0

This type of question is already asked many times, however I could not get the answer according to my needs.

I know some way of splitting strings in R. If I have a string x <- "AGCAGT", and want to split the string into characters of three. I would do this by

substring(x, seq(1, nchar(x)-1, 3), seq(3, nchar(x), 3))

and string of two character much faster by

split <- strsplit(x, "")[[1]]
substrg <- paste0(split[c(TRUE, FALSE)], split[c(FALSE, TRUE)])

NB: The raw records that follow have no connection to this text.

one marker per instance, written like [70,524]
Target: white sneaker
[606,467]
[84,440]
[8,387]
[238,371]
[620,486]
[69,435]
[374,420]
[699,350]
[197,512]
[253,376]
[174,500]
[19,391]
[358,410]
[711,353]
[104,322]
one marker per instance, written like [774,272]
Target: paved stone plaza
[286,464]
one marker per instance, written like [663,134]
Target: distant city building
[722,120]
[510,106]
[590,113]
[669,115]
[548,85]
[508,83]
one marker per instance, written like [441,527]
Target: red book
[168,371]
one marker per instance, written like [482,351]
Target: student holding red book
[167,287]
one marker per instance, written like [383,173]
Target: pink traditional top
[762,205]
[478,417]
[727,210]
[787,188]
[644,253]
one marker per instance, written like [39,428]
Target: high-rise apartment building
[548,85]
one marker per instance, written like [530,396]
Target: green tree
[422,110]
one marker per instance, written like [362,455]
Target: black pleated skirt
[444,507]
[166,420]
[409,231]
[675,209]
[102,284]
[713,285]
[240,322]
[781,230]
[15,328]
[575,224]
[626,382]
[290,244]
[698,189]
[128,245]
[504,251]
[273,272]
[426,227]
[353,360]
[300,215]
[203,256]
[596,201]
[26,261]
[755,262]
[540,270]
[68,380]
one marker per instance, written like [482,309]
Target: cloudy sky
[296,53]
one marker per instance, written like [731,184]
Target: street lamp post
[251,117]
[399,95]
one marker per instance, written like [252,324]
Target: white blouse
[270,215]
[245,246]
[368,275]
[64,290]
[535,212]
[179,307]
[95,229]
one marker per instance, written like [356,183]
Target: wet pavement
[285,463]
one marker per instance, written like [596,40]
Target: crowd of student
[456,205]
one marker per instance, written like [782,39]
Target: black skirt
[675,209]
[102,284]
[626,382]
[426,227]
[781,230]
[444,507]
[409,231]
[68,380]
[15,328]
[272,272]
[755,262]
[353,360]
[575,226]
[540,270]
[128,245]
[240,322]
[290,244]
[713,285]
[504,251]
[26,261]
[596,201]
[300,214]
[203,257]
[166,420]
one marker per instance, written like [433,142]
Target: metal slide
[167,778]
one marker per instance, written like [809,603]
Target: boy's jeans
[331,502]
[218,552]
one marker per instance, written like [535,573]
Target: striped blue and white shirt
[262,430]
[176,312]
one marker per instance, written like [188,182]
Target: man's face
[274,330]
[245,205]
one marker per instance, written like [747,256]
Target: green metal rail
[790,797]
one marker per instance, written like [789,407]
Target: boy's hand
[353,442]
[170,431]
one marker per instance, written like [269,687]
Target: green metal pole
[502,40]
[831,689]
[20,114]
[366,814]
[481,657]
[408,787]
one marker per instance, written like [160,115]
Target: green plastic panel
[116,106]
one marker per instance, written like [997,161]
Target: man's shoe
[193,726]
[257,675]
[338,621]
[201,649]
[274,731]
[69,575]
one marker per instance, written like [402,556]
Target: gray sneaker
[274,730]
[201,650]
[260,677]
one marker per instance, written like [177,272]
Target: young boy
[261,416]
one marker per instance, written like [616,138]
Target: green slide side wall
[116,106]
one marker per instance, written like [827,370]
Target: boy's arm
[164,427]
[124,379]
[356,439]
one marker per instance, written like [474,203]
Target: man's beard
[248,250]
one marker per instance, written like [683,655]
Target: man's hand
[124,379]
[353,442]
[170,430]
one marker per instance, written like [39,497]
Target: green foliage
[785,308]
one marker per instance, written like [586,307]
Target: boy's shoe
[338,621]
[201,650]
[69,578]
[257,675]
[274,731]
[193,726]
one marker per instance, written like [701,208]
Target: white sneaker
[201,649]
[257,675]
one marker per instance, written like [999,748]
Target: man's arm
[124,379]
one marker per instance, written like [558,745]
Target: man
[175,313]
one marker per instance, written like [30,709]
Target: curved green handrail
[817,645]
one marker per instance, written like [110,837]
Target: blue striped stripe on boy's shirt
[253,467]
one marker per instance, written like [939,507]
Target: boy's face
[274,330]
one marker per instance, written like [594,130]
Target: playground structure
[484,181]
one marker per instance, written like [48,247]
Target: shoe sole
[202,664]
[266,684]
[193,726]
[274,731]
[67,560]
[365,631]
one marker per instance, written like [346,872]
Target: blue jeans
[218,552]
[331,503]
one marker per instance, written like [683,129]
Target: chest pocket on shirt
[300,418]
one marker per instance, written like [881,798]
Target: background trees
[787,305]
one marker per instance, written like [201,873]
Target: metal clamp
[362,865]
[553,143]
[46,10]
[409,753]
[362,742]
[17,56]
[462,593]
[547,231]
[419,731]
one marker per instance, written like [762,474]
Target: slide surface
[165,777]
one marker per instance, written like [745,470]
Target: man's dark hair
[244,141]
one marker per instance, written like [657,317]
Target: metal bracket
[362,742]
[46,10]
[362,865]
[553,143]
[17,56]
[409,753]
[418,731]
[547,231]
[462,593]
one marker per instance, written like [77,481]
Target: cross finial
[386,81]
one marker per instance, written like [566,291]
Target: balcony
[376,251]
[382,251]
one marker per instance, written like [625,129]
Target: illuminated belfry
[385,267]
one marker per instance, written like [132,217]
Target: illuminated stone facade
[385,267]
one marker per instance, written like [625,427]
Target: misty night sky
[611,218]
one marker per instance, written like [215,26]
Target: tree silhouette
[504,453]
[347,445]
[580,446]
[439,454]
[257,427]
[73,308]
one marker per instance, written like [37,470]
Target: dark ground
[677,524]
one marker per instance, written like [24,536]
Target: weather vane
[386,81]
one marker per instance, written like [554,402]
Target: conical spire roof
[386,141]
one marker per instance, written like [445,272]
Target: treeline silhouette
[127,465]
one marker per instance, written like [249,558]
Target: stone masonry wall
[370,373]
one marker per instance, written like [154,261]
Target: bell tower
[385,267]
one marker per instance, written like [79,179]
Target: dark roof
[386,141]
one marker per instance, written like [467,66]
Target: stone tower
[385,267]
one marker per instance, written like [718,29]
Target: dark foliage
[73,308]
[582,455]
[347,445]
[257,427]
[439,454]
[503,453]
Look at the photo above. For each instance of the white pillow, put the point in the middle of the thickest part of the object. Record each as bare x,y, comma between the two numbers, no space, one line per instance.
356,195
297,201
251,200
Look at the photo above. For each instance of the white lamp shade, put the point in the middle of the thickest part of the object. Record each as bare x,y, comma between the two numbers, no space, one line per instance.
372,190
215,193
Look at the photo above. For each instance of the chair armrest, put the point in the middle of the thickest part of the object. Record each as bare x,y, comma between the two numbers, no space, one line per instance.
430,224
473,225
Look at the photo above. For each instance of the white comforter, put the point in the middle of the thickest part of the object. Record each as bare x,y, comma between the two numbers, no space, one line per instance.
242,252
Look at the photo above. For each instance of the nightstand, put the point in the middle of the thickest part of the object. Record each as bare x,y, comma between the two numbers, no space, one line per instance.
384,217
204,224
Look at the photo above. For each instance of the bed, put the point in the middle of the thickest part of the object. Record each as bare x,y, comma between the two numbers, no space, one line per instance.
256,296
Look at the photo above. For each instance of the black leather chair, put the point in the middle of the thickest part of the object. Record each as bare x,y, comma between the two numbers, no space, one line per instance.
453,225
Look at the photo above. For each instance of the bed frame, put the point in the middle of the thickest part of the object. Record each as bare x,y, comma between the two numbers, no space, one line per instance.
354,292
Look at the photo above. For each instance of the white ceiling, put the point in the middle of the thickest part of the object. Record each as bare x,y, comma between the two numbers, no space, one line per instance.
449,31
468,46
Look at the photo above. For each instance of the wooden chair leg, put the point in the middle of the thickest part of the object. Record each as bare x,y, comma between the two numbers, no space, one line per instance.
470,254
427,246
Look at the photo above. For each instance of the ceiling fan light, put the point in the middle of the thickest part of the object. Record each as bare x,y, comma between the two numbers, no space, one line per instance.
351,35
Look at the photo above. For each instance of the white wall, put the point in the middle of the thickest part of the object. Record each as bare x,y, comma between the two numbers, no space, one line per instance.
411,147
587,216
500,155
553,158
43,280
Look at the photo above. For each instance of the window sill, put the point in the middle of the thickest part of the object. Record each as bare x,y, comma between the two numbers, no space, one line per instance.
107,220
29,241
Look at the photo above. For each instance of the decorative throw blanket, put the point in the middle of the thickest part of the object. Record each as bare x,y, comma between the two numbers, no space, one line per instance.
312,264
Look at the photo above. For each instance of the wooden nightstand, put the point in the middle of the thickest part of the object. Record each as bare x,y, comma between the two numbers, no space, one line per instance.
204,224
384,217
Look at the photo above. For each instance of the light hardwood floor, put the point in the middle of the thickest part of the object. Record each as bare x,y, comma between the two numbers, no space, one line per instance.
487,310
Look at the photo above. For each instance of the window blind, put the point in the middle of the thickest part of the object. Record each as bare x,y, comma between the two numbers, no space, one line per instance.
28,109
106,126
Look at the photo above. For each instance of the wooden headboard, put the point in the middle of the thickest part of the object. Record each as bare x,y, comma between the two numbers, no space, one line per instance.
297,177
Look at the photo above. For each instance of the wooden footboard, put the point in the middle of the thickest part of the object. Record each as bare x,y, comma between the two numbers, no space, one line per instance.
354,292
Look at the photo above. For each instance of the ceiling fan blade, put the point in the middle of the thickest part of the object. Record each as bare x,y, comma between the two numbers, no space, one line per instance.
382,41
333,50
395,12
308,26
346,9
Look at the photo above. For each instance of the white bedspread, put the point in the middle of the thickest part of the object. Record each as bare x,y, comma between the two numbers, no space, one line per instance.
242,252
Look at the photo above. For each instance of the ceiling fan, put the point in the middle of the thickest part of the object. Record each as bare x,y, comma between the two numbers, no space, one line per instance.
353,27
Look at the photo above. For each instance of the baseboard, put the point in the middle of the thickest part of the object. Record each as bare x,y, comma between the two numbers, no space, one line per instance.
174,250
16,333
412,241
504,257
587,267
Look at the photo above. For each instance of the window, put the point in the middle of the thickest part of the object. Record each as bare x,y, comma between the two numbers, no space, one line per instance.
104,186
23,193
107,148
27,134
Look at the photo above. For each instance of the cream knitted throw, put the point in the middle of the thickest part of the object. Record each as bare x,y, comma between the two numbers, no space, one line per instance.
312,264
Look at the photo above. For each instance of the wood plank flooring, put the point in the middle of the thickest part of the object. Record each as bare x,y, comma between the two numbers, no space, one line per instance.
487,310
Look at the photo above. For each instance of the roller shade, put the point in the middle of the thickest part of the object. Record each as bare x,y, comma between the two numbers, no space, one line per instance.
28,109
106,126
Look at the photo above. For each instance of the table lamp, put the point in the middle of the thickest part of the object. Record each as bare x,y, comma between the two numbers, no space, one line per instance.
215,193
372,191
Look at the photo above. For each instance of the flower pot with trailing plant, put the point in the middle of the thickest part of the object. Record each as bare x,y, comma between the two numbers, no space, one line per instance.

As a new user of R, I feel difficulty to split string according to my requirements. If x <- "AGCTG" and if I use substring(x, seq(1, nchar(x)-1, 3), seq(3, nchar(x), 3)), I do not get the last two character substring. I get

"AGC" ""

However I am interested to get something like

"AGC" "TG"

or if I have x <- "AGCT" and splitting 3 characters at a time, I would like to get some thing like

"AGC" "T"`

I short, how to split a string into substrings of desired length (2,3,4,5...n), and also retaining those remaining characters less than the desired length.

nicola
  • 24,005
  • 3
  • 35
  • 56
  • See the output of `seq(3, nchar(x), 3)`, which is the end of the substring and you'll get what the problem is. – nicola Feb 25 '16 at 11:31
  • It appears that there [there is an answer](http://stackoverflow.com/a/23262521/1655567) concerned with precisely the same problem. – Konrad Feb 25 '16 at 11:42
  • The marked duplicate does not solve my problem. The answer by `zx8754`, however, later deleted seems to solve my problem – Khawaja Owaise Hussain Feb 25 '16 at 11:52
  • @zx8754 Please consider to undelete the post. As per the OP's concerns, I am reopening the post. – akrun Feb 25 '16 at 14:29
  • @RichardScriven Please check my desired output above. Consider string `AGCGGCCAGCT` and three character split. – Khawaja Owaise Hussain Feb 25 '16 at 15:03
  • @akrun Thanks for reopening the post. Indeed not a duplicate, some rushed to mark it as duplicate. The solution @zx8754 works perfect. `x <- "AGCGGCCAGCTGCCTGAA" mylen <- 5 ss <- strsplit(x, "")[[1]] v1 <- sapply(split(ss, ceiling(seq_along(ss)/mylen)), paste, collapse = "")` – Khawaja Owaise Hussain Feb 25 '16 at 15:18
  • This is pretty confusing to follow as all solutions are comments. – cory Feb 25 '16 at 16:01

2 Answers2

1

Here is one possible solution in a few simple steps.

x <- "AGCGGCCAGCTGCCTGAA"

# desired length
mylen = 5

# start indices
start <- seq(1, nchar(x), mylen)

# end indicies
end <- pmin(start + mylen - 1, nchar(x))

substring(x, start, end)
[1] "AGCGG" "CCAGC" "TGCCT" "GAA" 
cdeterman
  • 19,630
  • 7
  • 76
  • 100
1

Answer by zx8754. But unfortunately he deleted the answer after some marked the question as duplicate. If he would like to post this as an answer, I'l delete my post.

x <- "AGCGGCCAGCTGCCTGAA"
mylen <- 5 
ss <- strsplit(x, "")[[1]]
sapply(split(ss, ceiling(seq_along(ss)/mylen)), paste, collapse = "")